Researchers dubbed it a “straightforward Linux kernel locking bug” that they exploited against Debian Buster’s 18.104.22.168-amd64 kernel.
In 2017, MacAfee researchers disclosed a memory corruption bug inside the Linux kernel’s UDP fragmentation offload (UFO) that allowed unauthorized individuals to gain local privilege escalation. The bug affected both IPv4 and IPv6 code paths running kernel version 4.8.0 of Ubuntu xenial and was fixed in Commit 85f1bd9.
Now, Google’s Project Zero team has shared details of a similar yet much simpler bug that can cause complete system compromise. Researchers dubbed it a “straightforward Linux kernel locking bug” that they exploited against Debian Buster’s 22.214.171.124-amd64 kernel.
About the Bug
According to the Project Zero blog post, the bug was located in the ioctl handler tiocspgrp. The pgrp member of the terminal side (real_tty) was modified to exploit it while the old and new process groups’ reference count was adjusted accordingly using put_pid and get_pid.

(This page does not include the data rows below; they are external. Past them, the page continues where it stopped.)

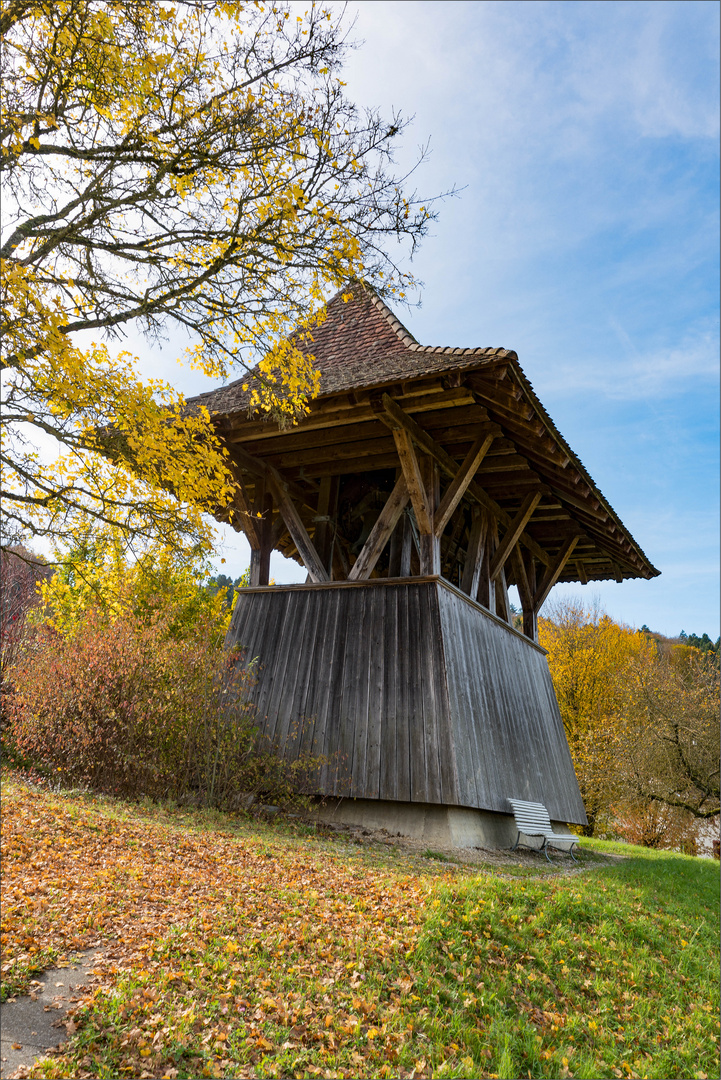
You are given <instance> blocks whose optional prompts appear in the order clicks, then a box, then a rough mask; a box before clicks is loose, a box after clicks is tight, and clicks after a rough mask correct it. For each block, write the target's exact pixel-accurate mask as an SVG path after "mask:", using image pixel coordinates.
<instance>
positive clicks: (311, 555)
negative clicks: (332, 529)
mask: <svg viewBox="0 0 721 1080" xmlns="http://www.w3.org/2000/svg"><path fill="white" fill-rule="evenodd" d="M268 470H269V475H268V484H269V486H270V489H271V491H272V492H273V497H274V499H275V502H276V504H277V508H278V510H280V511H281V514H282V516H283V521H284V522H285V524H286V526H287V529H288V532H289V534H290V538H291V540H293V542H294V543H295V545H296V548H297V549H298V554H299V555H300V557H301V558H302V561H303V566H304V567H305V569H307V570H308V572H309V575H310V577H311V580H312V581H316V582H318V581H330V575H329V573H328V571H327V570H326V568H325V566H324V565H323V562H322V561H321V557H319V555H318V553H317V551H316V550H315V548H314V545H313V542H312V540H311V538H310V537H309V535H308V532H307V530H305V526H304V525H303V523H302V521H301V518H300V514H299V513H298V510H297V508H296V505H295V503H294V501H293V499H291V498H290V496H289V495H288V492H287V490H286V488H285V487H284V484H283V478H282V476H281V475H280V474H278V473H277V472H276V471H275V470H274V469H272V468H271V467H270V465H269V467H268Z"/></svg>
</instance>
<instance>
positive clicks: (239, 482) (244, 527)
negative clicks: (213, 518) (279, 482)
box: [227, 461, 260, 551]
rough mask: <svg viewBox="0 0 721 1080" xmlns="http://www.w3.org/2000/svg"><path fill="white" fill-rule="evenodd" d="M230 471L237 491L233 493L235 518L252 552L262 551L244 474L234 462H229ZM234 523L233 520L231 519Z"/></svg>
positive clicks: (233, 516)
mask: <svg viewBox="0 0 721 1080" xmlns="http://www.w3.org/2000/svg"><path fill="white" fill-rule="evenodd" d="M227 464H228V471H229V472H230V474H231V476H232V477H233V480H234V481H235V491H234V492H233V508H232V509H233V511H234V513H233V518H235V519H236V521H237V523H239V525H240V526H241V528H242V529H243V531H244V532H245V536H246V537H247V541H248V543H249V544H250V550H251V551H256V550H259V549H260V535H259V532H258V529H257V528H256V518H255V516H254V513H253V510H251V508H250V500H249V499H248V494H247V491H246V489H245V484H244V483H243V474H242V472H241V470H240V469H237V468H236V467H235V465H234V464H233V462H232V461H227ZM231 522H232V518H231Z"/></svg>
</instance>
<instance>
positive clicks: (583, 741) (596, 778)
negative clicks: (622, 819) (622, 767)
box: [539, 599, 655, 828]
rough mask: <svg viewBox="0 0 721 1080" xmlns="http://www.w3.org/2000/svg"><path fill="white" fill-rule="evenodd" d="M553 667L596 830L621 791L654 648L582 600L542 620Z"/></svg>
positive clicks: (565, 605) (631, 632)
mask: <svg viewBox="0 0 721 1080" xmlns="http://www.w3.org/2000/svg"><path fill="white" fill-rule="evenodd" d="M539 642H540V644H541V645H542V646H543V647H544V648H545V649H546V650H547V652H548V666H549V669H550V674H552V678H553V683H554V689H555V691H556V698H557V700H558V705H559V708H560V714H561V718H562V720H563V727H564V729H566V735H567V738H568V742H569V748H570V751H571V757H572V758H573V765H574V768H575V772H576V777H577V780H579V786H580V787H581V794H582V796H583V800H584V805H585V807H586V814H587V815H588V821H589V826H590V828H593V827H594V823H595V822H596V819H597V816H598V814H599V812H601V811H602V810H604V809H607V808H608V807H609V806H610V805H611V804H612V802H613V800H614V798H616V797H617V796H618V794H620V792H621V785H622V784H623V774H622V771H621V769H620V767H618V754H620V750H621V747H622V746H623V745H624V743H625V732H626V729H627V727H628V726H629V724H630V723H631V720H630V716H631V701H632V686H634V684H635V678H636V675H637V672H638V670H639V665H644V664H650V663H652V661H653V659H654V656H655V645H654V643H653V642H652V640H650V639H649V638H648V637H647V635H645V634H641V633H638V632H637V631H635V630H631V629H630V627H628V626H624V625H622V624H620V623H617V622H615V621H614V620H613V619H611V618H610V617H609V616H608V615H607V613H606V612H604V611H602V610H601V609H600V608H598V607H597V606H594V605H586V604H584V603H583V602H582V600H572V599H571V600H562V602H559V603H557V604H555V605H554V604H550V605H548V606H547V608H546V615H545V617H543V618H541V619H540V620H539Z"/></svg>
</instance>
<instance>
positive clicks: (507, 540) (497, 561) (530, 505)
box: [489, 491, 541, 581]
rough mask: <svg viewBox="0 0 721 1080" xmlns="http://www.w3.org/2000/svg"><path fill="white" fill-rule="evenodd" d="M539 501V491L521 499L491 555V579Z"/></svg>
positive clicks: (497, 569) (509, 551) (497, 570)
mask: <svg viewBox="0 0 721 1080" xmlns="http://www.w3.org/2000/svg"><path fill="white" fill-rule="evenodd" d="M540 502H541V492H540V491H531V492H530V495H527V496H526V498H525V499H523V501H522V503H521V505H520V509H519V511H518V513H517V514H516V516H515V517H514V519H513V521H512V523H511V525H509V526H508V528H507V529H506V531H505V535H504V537H503V540H502V541H501V543H500V544H499V546H498V549H496V551H495V554H494V555H493V559H492V562H491V567H490V571H489V572H490V576H491V581H494V580H495V578H496V577H498V576H499V573H500V572H501V570H502V569H503V567H504V565H505V561H506V559H507V557H508V555H509V554H511V552H512V550H513V549H514V548H515V545H516V543H517V541H518V539H519V537H520V535H521V532H522V531H523V529H525V528H526V525H527V523H528V522H529V519H530V517H531V514H532V513H533V511H534V510H535V508H536V507H538V504H539V503H540Z"/></svg>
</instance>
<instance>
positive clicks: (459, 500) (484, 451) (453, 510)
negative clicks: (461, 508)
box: [433, 434, 494, 536]
mask: <svg viewBox="0 0 721 1080" xmlns="http://www.w3.org/2000/svg"><path fill="white" fill-rule="evenodd" d="M493 438H494V435H488V434H482V435H479V436H478V438H477V440H476V441H475V443H474V444H473V446H472V447H471V449H470V450H468V453H467V454H466V456H465V459H464V461H463V464H462V465H461V468H460V469H459V471H458V473H457V474H455V478H454V480H452V481H451V483H450V485H449V487H448V490H447V491H446V494H445V496H444V497H443V500H441V501H440V503H439V505H438V509H437V510H436V513H435V516H434V523H433V526H434V531H435V534H436V536H440V534H441V532H443V530H444V529H445V528H446V525H447V524H448V522H449V521H450V517H451V514H452V513H453V511H454V510H455V508H457V507H458V504H459V502H460V501H461V499H462V498H463V496H464V494H465V491H466V488H467V487H468V484H471V482H472V481H473V477H474V476H475V475H476V472H477V470H478V465H479V464H480V462H481V461H482V460H484V458H485V457H486V455H487V454H488V450H489V447H490V445H491V443H492V442H493Z"/></svg>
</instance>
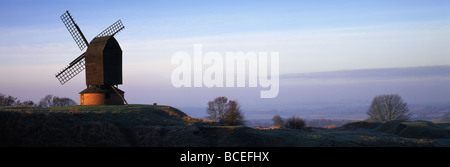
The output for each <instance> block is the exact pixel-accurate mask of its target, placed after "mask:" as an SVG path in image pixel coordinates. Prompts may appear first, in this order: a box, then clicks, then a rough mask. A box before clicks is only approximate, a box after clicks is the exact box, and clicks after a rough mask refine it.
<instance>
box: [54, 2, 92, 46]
mask: <svg viewBox="0 0 450 167" xmlns="http://www.w3.org/2000/svg"><path fill="white" fill-rule="evenodd" d="M61 20H62V22H63V23H64V25H65V26H66V28H67V30H69V33H70V35H72V37H73V39H74V40H75V42H76V43H77V45H78V47H79V48H80V50H81V51H83V49H84V48H86V47H87V46H88V45H89V43H88V42H87V40H86V38H85V37H84V35H83V33H82V32H81V30H80V28H79V27H78V25H77V24H76V23H75V21H74V20H73V18H72V16H70V13H69V11H66V13H64V14H63V15H61Z"/></svg>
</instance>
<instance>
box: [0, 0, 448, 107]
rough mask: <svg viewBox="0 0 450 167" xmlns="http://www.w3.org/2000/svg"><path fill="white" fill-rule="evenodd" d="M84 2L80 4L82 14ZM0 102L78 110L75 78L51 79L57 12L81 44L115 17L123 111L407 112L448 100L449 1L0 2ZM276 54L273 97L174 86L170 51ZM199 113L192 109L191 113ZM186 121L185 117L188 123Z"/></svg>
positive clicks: (81, 75) (71, 52)
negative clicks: (179, 109)
mask: <svg viewBox="0 0 450 167" xmlns="http://www.w3.org/2000/svg"><path fill="white" fill-rule="evenodd" d="M86 3H89V5H85V4H86ZM0 9H1V10H0V14H1V17H2V22H0V38H1V39H2V40H1V41H0V77H1V78H2V79H1V80H0V93H3V94H6V95H12V96H14V97H17V98H18V99H19V100H21V101H25V100H33V101H34V102H38V101H39V99H40V98H42V97H44V96H45V95H47V94H53V95H55V96H59V97H69V98H72V99H73V100H75V101H77V102H78V100H79V99H78V98H79V97H78V93H79V92H81V91H82V90H83V89H85V88H86V85H85V72H84V71H83V72H81V73H80V74H79V75H78V76H76V77H75V78H73V79H72V80H70V81H69V82H68V83H66V84H65V85H61V84H60V83H59V82H58V80H57V79H56V78H55V74H56V73H57V72H59V71H60V70H61V69H62V68H64V67H66V66H67V64H68V63H70V62H71V61H72V60H73V59H75V58H76V57H78V56H79V55H80V54H81V53H83V51H80V50H79V49H78V47H77V45H76V44H75V42H74V41H73V39H72V37H71V36H70V34H69V32H67V30H66V28H65V26H64V24H63V23H62V22H61V20H60V18H59V17H60V16H61V15H62V14H63V13H64V12H65V11H66V10H69V11H70V13H71V14H72V16H73V17H74V20H75V22H76V23H77V24H78V26H79V27H80V29H81V30H82V32H83V33H84V35H85V36H86V37H87V40H88V41H90V40H91V39H92V38H93V37H94V36H95V35H97V34H98V33H99V32H101V31H102V30H103V29H105V28H106V27H108V26H109V25H111V24H112V23H114V22H115V21H117V20H119V19H121V20H122V22H123V24H124V26H125V29H124V30H123V31H122V32H120V33H118V34H117V35H116V36H115V38H116V39H117V41H118V42H119V44H120V46H121V48H122V50H123V85H119V88H120V89H122V90H123V91H125V98H126V100H127V101H128V102H129V103H131V104H153V103H154V102H156V103H158V104H161V105H171V106H173V107H177V108H180V109H183V108H185V109H189V108H197V107H198V108H202V107H205V106H206V103H207V102H208V101H210V100H213V99H214V98H215V97H217V96H227V97H228V98H230V99H236V100H238V101H239V102H240V103H241V105H242V108H243V109H245V110H247V111H248V112H249V114H253V113H252V112H256V113H257V112H263V111H272V110H279V112H294V111H309V110H311V109H314V108H315V107H316V108H317V107H318V106H319V108H320V107H321V108H327V107H328V108H330V107H331V108H332V107H342V108H345V107H350V108H352V107H353V108H355V107H356V108H358V107H363V106H364V105H368V103H370V101H371V100H372V98H373V97H374V96H375V95H378V94H391V93H398V94H400V95H401V96H402V97H403V98H404V99H405V101H406V102H407V103H408V104H411V105H416V104H421V105H426V104H441V103H442V104H447V103H449V99H450V88H449V86H448V85H450V56H449V55H450V47H448V46H449V44H450V43H449V41H450V40H449V39H450V38H449V37H450V2H449V1H445V0H431V1H420V0H408V1H406V0H399V1H388V0H381V1H352V0H349V1H320V2H317V1H288V0H282V1H245V2H241V1H204V0H193V1H156V0H154V1H127V2H120V1H114V2H108V3H104V2H100V1H78V2H76V3H75V2H53V1H39V2H36V1H26V0H25V1H1V2H0ZM194 44H202V45H203V52H204V53H206V52H218V53H221V54H224V53H226V52H279V55H280V91H279V94H278V96H277V97H276V98H272V99H261V98H259V92H260V90H261V89H260V88H174V87H173V86H172V84H171V82H170V76H171V72H172V71H173V70H174V68H176V65H173V64H171V62H170V61H171V56H172V55H173V54H174V53H175V52H179V51H182V52H187V53H192V52H193V46H194ZM202 112H203V111H202ZM188 114H189V113H188Z"/></svg>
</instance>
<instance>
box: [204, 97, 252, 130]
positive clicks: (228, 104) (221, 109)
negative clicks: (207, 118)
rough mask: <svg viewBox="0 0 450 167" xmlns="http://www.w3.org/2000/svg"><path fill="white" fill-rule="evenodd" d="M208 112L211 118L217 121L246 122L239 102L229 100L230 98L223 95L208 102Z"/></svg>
mask: <svg viewBox="0 0 450 167" xmlns="http://www.w3.org/2000/svg"><path fill="white" fill-rule="evenodd" d="M206 113H207V114H208V118H209V119H210V120H214V121H216V122H220V123H224V124H229V125H242V124H244V114H243V112H242V111H241V109H240V105H239V104H238V102H237V101H233V100H230V101H228V98H226V97H223V96H222V97H217V98H216V99H214V100H213V101H210V102H208V107H207V108H206Z"/></svg>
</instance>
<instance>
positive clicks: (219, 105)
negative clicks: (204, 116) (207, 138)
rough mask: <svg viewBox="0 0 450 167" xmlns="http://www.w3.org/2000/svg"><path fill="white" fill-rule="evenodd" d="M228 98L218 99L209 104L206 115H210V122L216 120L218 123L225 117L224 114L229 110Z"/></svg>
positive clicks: (219, 97) (221, 97)
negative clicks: (228, 104) (219, 121)
mask: <svg viewBox="0 0 450 167" xmlns="http://www.w3.org/2000/svg"><path fill="white" fill-rule="evenodd" d="M227 103H228V98H226V97H223V96H222V97H217V98H216V99H214V100H213V101H210V102H208V107H207V108H206V113H207V114H208V117H209V120H214V121H216V122H218V121H219V120H220V119H222V118H221V116H223V113H224V112H225V110H226V109H227V107H228V106H227Z"/></svg>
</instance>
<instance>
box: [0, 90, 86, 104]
mask: <svg viewBox="0 0 450 167" xmlns="http://www.w3.org/2000/svg"><path fill="white" fill-rule="evenodd" d="M73 105H78V103H76V102H75V101H74V100H72V99H70V98H67V97H58V96H53V95H50V94H49V95H46V96H45V97H43V98H42V99H41V100H40V101H39V102H38V103H35V102H33V101H32V100H26V101H20V100H18V99H17V98H16V97H13V96H11V95H8V96H6V95H4V94H2V93H0V107H14V106H25V107H54V106H73Z"/></svg>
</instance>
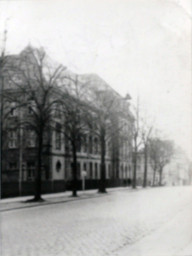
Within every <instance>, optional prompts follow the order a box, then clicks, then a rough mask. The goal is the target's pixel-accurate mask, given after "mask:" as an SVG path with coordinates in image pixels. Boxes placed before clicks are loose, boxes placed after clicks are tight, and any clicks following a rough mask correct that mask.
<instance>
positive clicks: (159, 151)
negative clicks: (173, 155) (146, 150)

The lock is taken on tty, which depending on the file descriptor that the researchers passed to ioctl(), can be any end of the pseudoterminal pair. So, they called the TIOCSPGRP ioctl on both sides of the pseudoterminal so that data races between concurrent accesses to the pgrp member, causing reference counts to become skewed through several races.
Jann Horn of Google’s Project Zero identified that the refcount of the old struct pid showed decrement by 1 too much in both cases while A’s or B’s were incremented by 1 too much.
A proof of concept is also released by the team and is available here.
How it Attacks
Research further revealed that the memory corruption bug allows an attacker to skew the refcount of a struct pid down whichever way the race happens. Researchers revealed that they could run colliding TIOCSPGRP calls from two threads repeatedly, which messed up the refcount often. However, they couldn’t determine the number of times the refcount skew actually occurred.
Moreover, the SLUB allocator was replacing the first 8 bytes when the object was freed with an XOR-obfuscated freelist pointer. Hence, the count and level fields were rendered useless.
“This means that the load from pid->numbers[pid -> level] will now be at some random offset from the pid, in the range from zero to 64 GiB. As long as the machine doesn’t have tons of RAM, this will likely cause a kernel segmentation fault,” Horn wrong in a blog post.
Hence, a somewhat more straightforward way to exploit a dangling reference to a SLUB object is reallocating the object via the same kmem_cache it came from and preventing the page from reaching the page allocator.
Another way to exploit the UAF at the SLUB allocator level is flushing the page out to the page allocator aka buddy allocator. This is the last level of dynamic memory allocation on the Linux system as from there, the page can end up in any context.
“At the point where the victim page has reached the page allocator’s freelist, it’s essentially game over – at this point, the page can be reused as anything in the system, giving us a broad range of options for exploitation. In my opinion, most defenses that act after we’ve reached this point are fairly unreliable,” the blog post read.
Page tables are a type of allocation directly served from the page allocator, and their ability to modify a page can be abused by enabling the read/write bit in a page table entry that maps a file page that is supposed to offer read access. This abuse can lead to gaining write access to a portion of a setuid binary’s .text segment and rewritten with malicious code.
Although it is hard to determine the victim page’s offset in which the victim object is located, a page table comprises an array of size 8, 8-byte-aligned elements. The victim object is a multiple of that, so unless all array elements are sprayed, the attacker won’t need to know the object’s offset.
“Struct pid has the same alignment as a PTE, and it starts with a 32-bit refcount so that refcount is guaranteed to overlap the first half of a PTE, which is 64-bit. Therefore we can increment one of the PTEs by repeatedly triggering get_pid(), which tries to increment the refcount of the freed object. If the kernel notices the Dirty bit, later on, that might trigger writeback, which could crash the kernel if the mapping isn’t set up for writing.”